Immunotherapy

Chicagoan
Chicagoan Member Posts: 728

Thought you would enjoy this article about a woman who has been cured of MBC through immunotherapy. I"ll try and find other sources to see if her cancer was hormone responsive, Triple Negative or HR+.

http://www.dailymail.co.uk/health/article-5804011/...

https://www.npr.org/sections/health-shots/2018/06/04/615673436/therapy-made-from-patients-immune-system-shows-promise-for-advanced-breast-cance

Comments

  • Chicagoan
    Chicagoan Member Posts: 728
    edited June 2018

    Here's the abstract from Nature Medicine journal. She had HR+ cancer.


    Immunotherapy using either checkpoint blockade or the adoptive transfer of antitumor lymphocytes has shown effectiveness in treating cancers with high levels of somatic mutations—such as melanoma, smoking-induced lung cancers and bladder cancer—with little effect in other common epithelial cancers that have lower mutation rates, such as those arising in the gastrointestinal tract, breast and ovary1,2,3,4,5,6,7. Adoptive transfer of autologous lymphocytes that specifically target proteins encoded by somatically mutated genes has mediated substantial objective clinical regressions in patients with metastatic bile duct, colon and cervical cancers8,9,10,11. We present a patient with chemorefractory hormone receptor (HR)-positive metastatic breast cancer who was treated with tumor-infiltrating lymphocytes (TILs) reactive against mutant versions of four proteins—SLC3A2, KIAA0368, CADPS2 and CTSB. Adoptive transfer of these mutant-protein-specific TILs in conjunction with interleukin (IL)-2 and checkpoint blockade mediated the complete durable regression of metastatic breast cancer, which is now ongoing for >22 months, and it represents a new immunotherapy approach for the treatment of these patients.

  • Cure-ious
    Cure-ious Member Posts: 2,626
    edited June 2018

    She was lucky that her cancer expressed a surface antigen that CAR-T can go after, however it shows the incredible power of that technique.
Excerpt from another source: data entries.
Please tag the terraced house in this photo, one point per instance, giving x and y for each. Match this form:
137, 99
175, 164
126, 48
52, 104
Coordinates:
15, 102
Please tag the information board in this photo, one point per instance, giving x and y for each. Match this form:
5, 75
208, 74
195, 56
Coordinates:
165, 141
    A recent Nature paper reports a chance finding that inactivation of Tet2 protein makes CAR-T work way better, with far fewer engineered T cells required, and without exhausting the T cell response. This may also make the approach work in a much larger number of patients. Now we just have to find a target on MBC cells that the CAR-T cells can hone in on, and a drug to increase T cell infiltration into our tumors. A big task to ask for, but still fully within the realm of possibility!!!
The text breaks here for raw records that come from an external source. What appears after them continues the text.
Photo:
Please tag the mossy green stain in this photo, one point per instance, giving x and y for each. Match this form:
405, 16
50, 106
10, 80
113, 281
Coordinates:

    https://www.nature.com/articles/d41586-018-05251-5


  • Heidihill
    Heidihill Member Posts: 5,476
    edited June 2018

    I love the pictures of Judy Perkins hiking and kayaking!! She's inspirational. I mean she was hiking the Appalachian Trail when she started immunotherapy. I submit that this also had something to do with her amazing response.

    While I love her story, I just can't get over the complexity and hence expense of these procedures. Herceptin is straightforward and cheap compared to this. There must be some other solution for ER+. 

  • SandiBeach57
    SandiBeach57 Member Posts: 1,617
    edited June 2018

    http://melissabingham.blogspot.com

    Another Steven Rosenberg trial patient. Melissa Bingham is currently being evaluated. I follow her blog.

  • Chicagoan
    Chicagoan Member Posts: 728
    edited June 2018

    Sandibeach-Thanks for linking Melissa's blog. Let's hope this works for her (and for all of us).